Tickets for Stereophonic are currently only available through subscribing to the ACT season, or the BroadwaySF season.
Other hits from recent Broadway seasons that are coming to town include the Tony-winning musicals Shucked (September 9 to October 5), Suffs, and Hell's Kitchen, as well as the return of Monty Python's Spamalot, and the Tony-nominated musical adaptation of The Notebook. Last year's Tony winner for Best Musical, The Outsiders, is now scheduled to come to town as part of the 2026-2027 season.
ACT, as announced with their current season, will be bringing a new production of Ins Choi's 2011 play Kim's Convenience to the Toni Rembe Theater from September 18 to October 19. The play, which inspired the later Netflix series of the same name, is inspired by Choi's Korean immigrant parents who ran a corner store in Canada, and ACT Artistic Director Pam MacKinnon tells the Chronicle that the long lead time for the production allowed them to organize a companion photography exhibit focused on first-generation-owned businesses around the Bay. Details on that are still TBA.
ACT's theater will be dark while Stereophonic runs next door, but will come back to life January 21, 2026 with A Streetcar Named Desire. This stripped-down, four-person production of the Tennessee Williams classic comes from The Streetcar Project, which has been performing the play in various unconventional spaces, as well as theaters, for the past two years. Creators Lucy Owen and Nick Westrate's production, directed by Westrate, uses Williams' unabridged text, and zero set or props.
A spooky new play, Paranormal Activity, is coming in February, based on the Paranormal Activity films, first written and directed by Oren Peli. This is a North American premiere that's being done in a co-production with three other regional theaters, the Chicago Shakespeare Theater, Center Theatre Group, and Shakespeare Theatre Company. ACT promises only that the play "will haunt you long after the lights go out."

MacKinnon tells the Chronicle that ACT saw last year that there was an audience for genre pieces like this when Christopher Chen’s mystery play The Headlands became a modest hit, so this looks to be a sure money-maker for all four of the theater companies involved.
Rounding out the season will be a new play by Eisa Davis, the Pulitzer Prize finalist for Bulrusher (which played at Berkeley Rep last season), titled ||: Girls :||: Chance :||: Music :||, which is set in Berkeley.

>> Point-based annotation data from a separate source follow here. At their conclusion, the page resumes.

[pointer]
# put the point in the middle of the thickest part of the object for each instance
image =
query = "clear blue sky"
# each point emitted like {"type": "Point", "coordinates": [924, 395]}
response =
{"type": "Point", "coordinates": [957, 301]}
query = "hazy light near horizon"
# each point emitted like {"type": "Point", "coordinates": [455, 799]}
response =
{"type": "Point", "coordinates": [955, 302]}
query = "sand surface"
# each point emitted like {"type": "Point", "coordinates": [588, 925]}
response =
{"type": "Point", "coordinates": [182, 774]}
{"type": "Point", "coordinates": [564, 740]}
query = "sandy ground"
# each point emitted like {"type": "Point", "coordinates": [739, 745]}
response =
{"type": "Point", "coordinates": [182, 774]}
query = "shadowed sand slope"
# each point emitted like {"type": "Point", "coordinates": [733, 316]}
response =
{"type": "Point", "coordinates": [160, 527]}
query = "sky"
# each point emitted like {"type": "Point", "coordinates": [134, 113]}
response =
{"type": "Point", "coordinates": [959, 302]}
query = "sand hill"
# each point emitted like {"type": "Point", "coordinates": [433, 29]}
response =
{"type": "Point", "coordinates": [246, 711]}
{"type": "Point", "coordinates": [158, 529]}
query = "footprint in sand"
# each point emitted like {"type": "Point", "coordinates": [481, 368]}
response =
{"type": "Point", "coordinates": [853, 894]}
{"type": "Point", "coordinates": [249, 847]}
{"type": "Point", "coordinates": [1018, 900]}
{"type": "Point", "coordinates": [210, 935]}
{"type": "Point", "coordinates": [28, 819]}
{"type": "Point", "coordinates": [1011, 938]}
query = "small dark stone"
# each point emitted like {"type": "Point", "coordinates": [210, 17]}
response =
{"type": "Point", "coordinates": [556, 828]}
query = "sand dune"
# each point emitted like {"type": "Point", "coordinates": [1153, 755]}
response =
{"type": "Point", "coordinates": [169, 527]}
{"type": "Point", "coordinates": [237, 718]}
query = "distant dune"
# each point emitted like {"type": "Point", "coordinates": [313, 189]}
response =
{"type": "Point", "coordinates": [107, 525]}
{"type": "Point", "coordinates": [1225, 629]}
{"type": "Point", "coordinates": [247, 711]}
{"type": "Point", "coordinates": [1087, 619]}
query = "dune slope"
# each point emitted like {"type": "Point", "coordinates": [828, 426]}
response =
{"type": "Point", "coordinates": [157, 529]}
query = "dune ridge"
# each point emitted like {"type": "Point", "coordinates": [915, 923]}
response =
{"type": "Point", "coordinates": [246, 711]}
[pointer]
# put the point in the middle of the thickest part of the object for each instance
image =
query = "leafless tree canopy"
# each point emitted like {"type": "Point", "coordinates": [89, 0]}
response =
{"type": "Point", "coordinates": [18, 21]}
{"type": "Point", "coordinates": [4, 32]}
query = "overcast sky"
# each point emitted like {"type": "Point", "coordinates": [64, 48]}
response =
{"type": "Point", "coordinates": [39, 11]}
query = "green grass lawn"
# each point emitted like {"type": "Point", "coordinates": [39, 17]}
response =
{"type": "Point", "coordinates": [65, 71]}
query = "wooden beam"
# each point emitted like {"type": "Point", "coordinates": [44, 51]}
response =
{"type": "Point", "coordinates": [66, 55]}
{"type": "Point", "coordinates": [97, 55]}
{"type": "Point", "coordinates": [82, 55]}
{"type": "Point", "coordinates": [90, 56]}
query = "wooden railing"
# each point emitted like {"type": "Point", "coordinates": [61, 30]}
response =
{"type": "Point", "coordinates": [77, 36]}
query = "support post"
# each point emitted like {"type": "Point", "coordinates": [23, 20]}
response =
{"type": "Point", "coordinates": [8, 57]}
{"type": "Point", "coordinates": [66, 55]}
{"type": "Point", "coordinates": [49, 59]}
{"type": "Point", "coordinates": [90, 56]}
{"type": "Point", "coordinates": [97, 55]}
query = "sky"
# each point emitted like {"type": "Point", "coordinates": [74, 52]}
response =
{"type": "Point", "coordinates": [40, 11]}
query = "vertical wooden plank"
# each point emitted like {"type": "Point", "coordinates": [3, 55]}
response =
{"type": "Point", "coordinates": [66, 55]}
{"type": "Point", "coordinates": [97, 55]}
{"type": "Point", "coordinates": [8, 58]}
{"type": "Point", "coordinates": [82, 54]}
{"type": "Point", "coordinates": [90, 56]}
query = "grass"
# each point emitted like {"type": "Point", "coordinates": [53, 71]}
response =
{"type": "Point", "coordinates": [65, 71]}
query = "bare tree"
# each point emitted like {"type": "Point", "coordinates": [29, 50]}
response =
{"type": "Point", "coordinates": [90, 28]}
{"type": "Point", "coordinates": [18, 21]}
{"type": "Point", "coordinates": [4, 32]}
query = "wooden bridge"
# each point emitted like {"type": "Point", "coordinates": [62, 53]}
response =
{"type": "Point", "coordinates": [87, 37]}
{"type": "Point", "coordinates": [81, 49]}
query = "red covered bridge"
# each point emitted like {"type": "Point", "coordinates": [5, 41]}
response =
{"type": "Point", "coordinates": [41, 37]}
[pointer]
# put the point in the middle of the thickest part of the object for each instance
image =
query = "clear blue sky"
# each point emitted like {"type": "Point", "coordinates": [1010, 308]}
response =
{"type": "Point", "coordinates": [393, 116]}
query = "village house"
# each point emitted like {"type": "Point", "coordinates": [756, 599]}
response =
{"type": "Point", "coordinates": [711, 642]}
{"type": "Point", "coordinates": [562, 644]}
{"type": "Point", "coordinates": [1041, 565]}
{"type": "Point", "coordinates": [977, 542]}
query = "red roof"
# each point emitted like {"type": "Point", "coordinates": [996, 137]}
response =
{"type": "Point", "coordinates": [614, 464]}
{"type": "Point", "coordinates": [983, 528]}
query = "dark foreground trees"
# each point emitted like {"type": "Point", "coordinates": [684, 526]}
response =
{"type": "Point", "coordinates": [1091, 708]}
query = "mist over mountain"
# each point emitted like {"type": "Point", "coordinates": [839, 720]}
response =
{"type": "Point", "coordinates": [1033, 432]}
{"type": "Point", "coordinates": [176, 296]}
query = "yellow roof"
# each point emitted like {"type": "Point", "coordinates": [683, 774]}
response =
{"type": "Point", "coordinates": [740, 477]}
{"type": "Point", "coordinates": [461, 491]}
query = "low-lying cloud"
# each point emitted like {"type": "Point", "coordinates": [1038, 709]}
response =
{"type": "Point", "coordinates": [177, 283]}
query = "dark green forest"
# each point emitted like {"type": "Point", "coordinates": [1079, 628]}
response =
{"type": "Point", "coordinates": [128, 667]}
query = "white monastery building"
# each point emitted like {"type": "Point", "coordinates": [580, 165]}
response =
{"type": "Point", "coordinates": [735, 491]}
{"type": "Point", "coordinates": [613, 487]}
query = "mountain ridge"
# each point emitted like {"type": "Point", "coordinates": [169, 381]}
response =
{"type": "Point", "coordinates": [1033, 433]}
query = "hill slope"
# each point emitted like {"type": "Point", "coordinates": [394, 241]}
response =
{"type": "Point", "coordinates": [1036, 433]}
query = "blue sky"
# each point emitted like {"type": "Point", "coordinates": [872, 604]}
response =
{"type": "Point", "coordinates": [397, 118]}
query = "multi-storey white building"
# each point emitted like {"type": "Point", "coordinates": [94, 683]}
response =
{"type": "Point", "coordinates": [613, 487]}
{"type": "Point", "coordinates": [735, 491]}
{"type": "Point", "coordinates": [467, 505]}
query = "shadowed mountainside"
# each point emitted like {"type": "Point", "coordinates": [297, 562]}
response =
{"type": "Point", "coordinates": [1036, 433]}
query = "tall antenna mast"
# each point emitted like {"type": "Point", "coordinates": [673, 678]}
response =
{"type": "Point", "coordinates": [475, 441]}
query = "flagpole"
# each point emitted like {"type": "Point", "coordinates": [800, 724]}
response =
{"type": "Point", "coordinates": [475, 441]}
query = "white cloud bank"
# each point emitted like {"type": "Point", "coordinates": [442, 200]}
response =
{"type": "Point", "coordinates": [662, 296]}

And the US premiere of Hamnet, a stage adaptation of Maggie O’Farrell’s best-selling novel about William and Agnes Shakespeare losing their son, Hamnet, and the play of a similar name that Shakespeare ultimately wrote after his son's death.
Over at SF Playhouse, several Broadway classics are on the docket, starting with the backstage farce Noises Off, starting Septemebr 25. Their fall and holiday season will be anchored by a production of Into the Woods, which begins previews November 20.
Winter and spring 2026 will see productions of M. Butterfly; the comical Dracula: A Feminist Revenge Fantasy, Really; and Candrice Jones's new play from 2023 Flex, about high school girls basketball players.
SF Playhouse's season will finish out next summer with the rollicking modern classic musical Hairspray.
Still to come this season is Parade from BroadwaySF, which opens May 20; Bay Area-based hip hop tech musical Co-Founders at ACT; The Curious Incident of the Dog in the Night-Time at SF Playhouse; and their summertime show this season is My Fair Lady, which begins July 3rd.
Currently playing in repertory at ACT are The Acting Company's productions of August Wilson's Two Trains Running (which opens tonight), and Shakespeare's The Comedy of Errors.